ZURICH: Swiss banking giant UBS said today that its second quarter net profit slumped more than 58% and it intended to sue over the botched listing of the world’s biggest social network site Facebook.
UBS said its net profit was 425 million Swiss francs (US$435 million), well short of analyst forecasts polled by Swiss agency AWP at around 1.1 billion Swiss francs.
UBS blamed the downturn on lower trading and services revenues while operating costs rose.
Chief executive Sergio Ermotti said the bank was determined to “consolidate its position as the best capitalised bank,” topping the 9.0% Core Tier 1 capital ratio requirement by the end of this year.
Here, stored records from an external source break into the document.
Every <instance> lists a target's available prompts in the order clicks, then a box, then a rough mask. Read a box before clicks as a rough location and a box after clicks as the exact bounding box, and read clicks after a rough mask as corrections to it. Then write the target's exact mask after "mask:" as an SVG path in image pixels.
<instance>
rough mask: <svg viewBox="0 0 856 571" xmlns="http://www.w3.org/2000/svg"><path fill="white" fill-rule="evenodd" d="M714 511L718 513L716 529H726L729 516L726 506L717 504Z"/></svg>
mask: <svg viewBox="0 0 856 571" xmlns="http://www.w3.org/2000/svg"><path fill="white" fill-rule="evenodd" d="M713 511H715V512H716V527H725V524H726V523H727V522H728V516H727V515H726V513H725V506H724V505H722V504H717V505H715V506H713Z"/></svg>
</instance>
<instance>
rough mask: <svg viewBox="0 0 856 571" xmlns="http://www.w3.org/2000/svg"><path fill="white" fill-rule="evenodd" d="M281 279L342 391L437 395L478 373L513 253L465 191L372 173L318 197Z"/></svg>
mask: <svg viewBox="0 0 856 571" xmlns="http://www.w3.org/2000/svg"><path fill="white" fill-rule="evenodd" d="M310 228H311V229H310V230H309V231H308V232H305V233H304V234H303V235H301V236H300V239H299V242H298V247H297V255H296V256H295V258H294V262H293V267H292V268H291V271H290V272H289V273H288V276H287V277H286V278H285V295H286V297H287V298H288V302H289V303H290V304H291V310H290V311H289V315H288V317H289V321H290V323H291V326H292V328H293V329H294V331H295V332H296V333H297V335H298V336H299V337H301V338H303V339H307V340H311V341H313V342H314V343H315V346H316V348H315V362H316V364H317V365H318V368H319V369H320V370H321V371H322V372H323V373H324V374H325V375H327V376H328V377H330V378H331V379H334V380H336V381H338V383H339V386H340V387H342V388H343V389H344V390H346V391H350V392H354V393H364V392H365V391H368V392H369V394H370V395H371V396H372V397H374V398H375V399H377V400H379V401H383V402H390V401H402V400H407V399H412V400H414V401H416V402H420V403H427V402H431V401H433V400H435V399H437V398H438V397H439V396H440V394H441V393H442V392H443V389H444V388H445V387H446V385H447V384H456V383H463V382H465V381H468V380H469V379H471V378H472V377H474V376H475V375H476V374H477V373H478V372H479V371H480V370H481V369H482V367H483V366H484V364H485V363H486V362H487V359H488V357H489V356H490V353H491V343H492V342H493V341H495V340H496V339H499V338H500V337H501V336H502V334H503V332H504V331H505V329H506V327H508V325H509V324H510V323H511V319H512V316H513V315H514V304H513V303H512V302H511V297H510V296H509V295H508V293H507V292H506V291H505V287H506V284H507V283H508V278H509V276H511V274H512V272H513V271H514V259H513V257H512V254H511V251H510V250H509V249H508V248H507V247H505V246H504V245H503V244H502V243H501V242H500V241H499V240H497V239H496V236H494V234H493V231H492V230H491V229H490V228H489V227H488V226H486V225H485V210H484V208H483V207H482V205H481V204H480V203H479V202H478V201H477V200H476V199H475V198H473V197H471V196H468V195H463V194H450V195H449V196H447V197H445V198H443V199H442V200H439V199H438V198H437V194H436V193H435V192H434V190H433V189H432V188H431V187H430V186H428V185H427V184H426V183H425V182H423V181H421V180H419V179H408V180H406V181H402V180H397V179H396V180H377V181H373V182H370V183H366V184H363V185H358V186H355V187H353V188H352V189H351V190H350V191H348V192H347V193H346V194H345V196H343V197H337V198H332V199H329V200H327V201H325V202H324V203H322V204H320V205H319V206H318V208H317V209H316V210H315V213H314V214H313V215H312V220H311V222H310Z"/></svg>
Banking regulators have tightened capital ratio requirements – a key measure of a bank’s strength – in an effort to prevent any repeat of the risky practices which contributed to the 2008 global financial crisis.
UBS rival Credit Suisse plans to raise 15.3 billion Swiss francs in fresh capital so as to meet the tougher rules.
UBS was cautious on the outlook, noting the eurozone debt crisis, US debt levels and geopolitical tensions which will “continue to influence client confidence… and third quarter activity”.
The bank, meanwhile, reaffirmed that it had suffered a loss of 349 million Swiss francs in the New York listing of Facebook and would seek compensation in full.
It blamed the losses on “serious malfunctions” during the Facebook listing on the high-tech Nasdaq market, with orders placed for clients repeated several times meaning that UBS ended up with more shares than it had wanted.
Nasdaq was to blame and it should have suspended trade in Facebook, UBS charged, adding that it would sue to get back all the money it said was lost as a result of the problems.
Facebook listed in a much-hyped May 18 debut that was plagued by technical glitches and complaints that key forecasts were kept from the public in what was the largest initial public offering for a tech firm.
Its shares have fallen steadily from the listing price of US$38 to around US$23.